All unsere Habe war uns genommen, und wir kannten den Weg nicht. Vor Schreck gelähmt wagten wir nicht zu sprechen, aus Furcht, die Bande könnte zurückkehren und uns alle totschlagen. Unterdessen setzte der Sturm mit voller Stärke ein. Immer wieder vermeinten wir, drohende Stimmen und das Gebrüll unserer treuen Kamele zu hören. Nachdem wir ziemlich lange gewartet hatten, ohne daß sich jemand zeigte, kam mir der Gedanke, es bleibe uns nur das eine übrig, zu versuchen, unser Leben zu retten, alles aufzubieten, um euch einzuholen und mit den besten Reitern der Karawane der Räuberbande nachzusetzen. Die Riemen an unsern auf dem Rücken zusammengebundenen Händen waren leicht zu lösen, da wir uns gegenseitig helfen konnten. Der eine von unsern verwundeten Kameraden war bereits tot. Den andern schleppten wir mit. Er starb unterwegs. Wir gingen bis an den Punkt zurück, wo uns die Kalmücken von unserer Spur weggeführt hatten. Sie war gerade noch zu erkennen, wurde aber immer mehr verwischt und hörte schließlich ganz auf.

»Trotzdem setzten wir unsern Marsch fort. Ein gestürztes Kamel zeigte, daß wir auf der rechten Spur waren. Wir versuchten, denselben Kurs einzuhalten. Den ganzen Tag gingen wir, ohne eine Spur von der Karawane zu entdecken. Oft waren wir nahe daran, im Flugsand zu ersticken, hielten aber aus. Es ging ja auf Leben und Tod. In der Nacht versuchten wir zu schlafen und lagen bis Tagesanbruch still. Da hielten wir wieder Rat. Einige fürchteten, wir könnten uns zu weit von euch entfernen. Andere hielten es für hoffnungslos, zu suchen, solange der Sturm andauerte. Wieder andere schlugen vor, nur immer weiter zu gehen, bis wir das Gebirge erreichten, von dem Tsangpo gesprochen hatte. Auf diesen Vorschlag einigten wir uns.

»Wir setzten den Kampf gegen den Sturm fort und gingen, wie wir meinten, auf das Gebirge zu. Später aber zeigte es sich, daß wir, aufgeregt wie wir noch immer waren, in falscher Richtung zogen. Endlich legte sich der Sturm, und das Wetter klärte sich auf. Die Nacht zwang uns wieder zu rasten. Am nächsten Morgen sahen wir in der Ferne zwei Reiter. Wir glaubten, es seien die Wegelagerer, die nach uns spähten, und versuchten uns daher zwischen den Sanddünen zu verstecken. Aber sie hatten uns schon erblickt, und ehe sie herankamen, sahen wir zu unserer Freude, daß es Freunde waren. Halb verdurstet wurden wir von ihnen an eine Quelle geführt, und dann kamen wir hierher.«

* * *

Als Tsangpo Lama hörte, was die Solonen erlebt hatten, grämte er sich noch mehr, daß er sich vom Schlaf hatte übermannen lassen.

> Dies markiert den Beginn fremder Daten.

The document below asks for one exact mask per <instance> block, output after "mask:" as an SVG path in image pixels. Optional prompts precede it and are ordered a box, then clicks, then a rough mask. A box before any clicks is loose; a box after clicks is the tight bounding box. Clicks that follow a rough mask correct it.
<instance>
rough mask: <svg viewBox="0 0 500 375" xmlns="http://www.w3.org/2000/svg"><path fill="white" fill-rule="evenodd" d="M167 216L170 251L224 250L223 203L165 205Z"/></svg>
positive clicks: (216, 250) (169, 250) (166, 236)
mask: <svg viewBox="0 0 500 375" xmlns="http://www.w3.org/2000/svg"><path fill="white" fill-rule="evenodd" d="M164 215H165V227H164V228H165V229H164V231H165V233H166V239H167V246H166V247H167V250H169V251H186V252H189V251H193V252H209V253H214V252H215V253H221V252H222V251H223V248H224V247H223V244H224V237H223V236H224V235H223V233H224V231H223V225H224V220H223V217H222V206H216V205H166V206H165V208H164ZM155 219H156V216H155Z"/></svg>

»Wäre ich bei euch gewesen, so hätte ich mich vermutlich nicht von den beiden Kalmücken hinters Licht führen lassen. Und wenn mir ihre Aussagen ebenso wahrhaftig erschienen wären wie euch, hätte ich beim Überfall eine kräftige Gegenwehr ins Werk gesetzt.«

»Ohne Zweifel«, antwortete der Solone. »Aber dann wärest du und die meisten von uns erschossen worden. Nein, wir können froh sein, daß wir mit dem Verlust von nur zwei Mann davongekommen sind.«

»Von dem Augenblick an,« sagte Tsangpo, »als das goldene Buddhabild im Zelt des Priors gestohlen wurde, habe ich geahnt, daß wir Verräter in der Karawane hatten. Hoffen wir, daß die beiden Kalmücken die einzigen gewesen sind!«

Die Solonen kamen sich wie Schiffbrüchige vor, die im letzten Augenblick gerettet worden waren. Die übrigen Pilger sorgten für sie aufs beste. Zu je zweien wurden sie auf die Stämme der Mongolen verteilt. Sie erhielten Kamele. Pferde, Proviant und was sie sonst zur Ausführung der Wallfahrt brauchten. Keiner opferte mehr für sie als Tsangpo Lama, der der Meinung war, unfreiwillig ihr Unglück verursacht zu haben.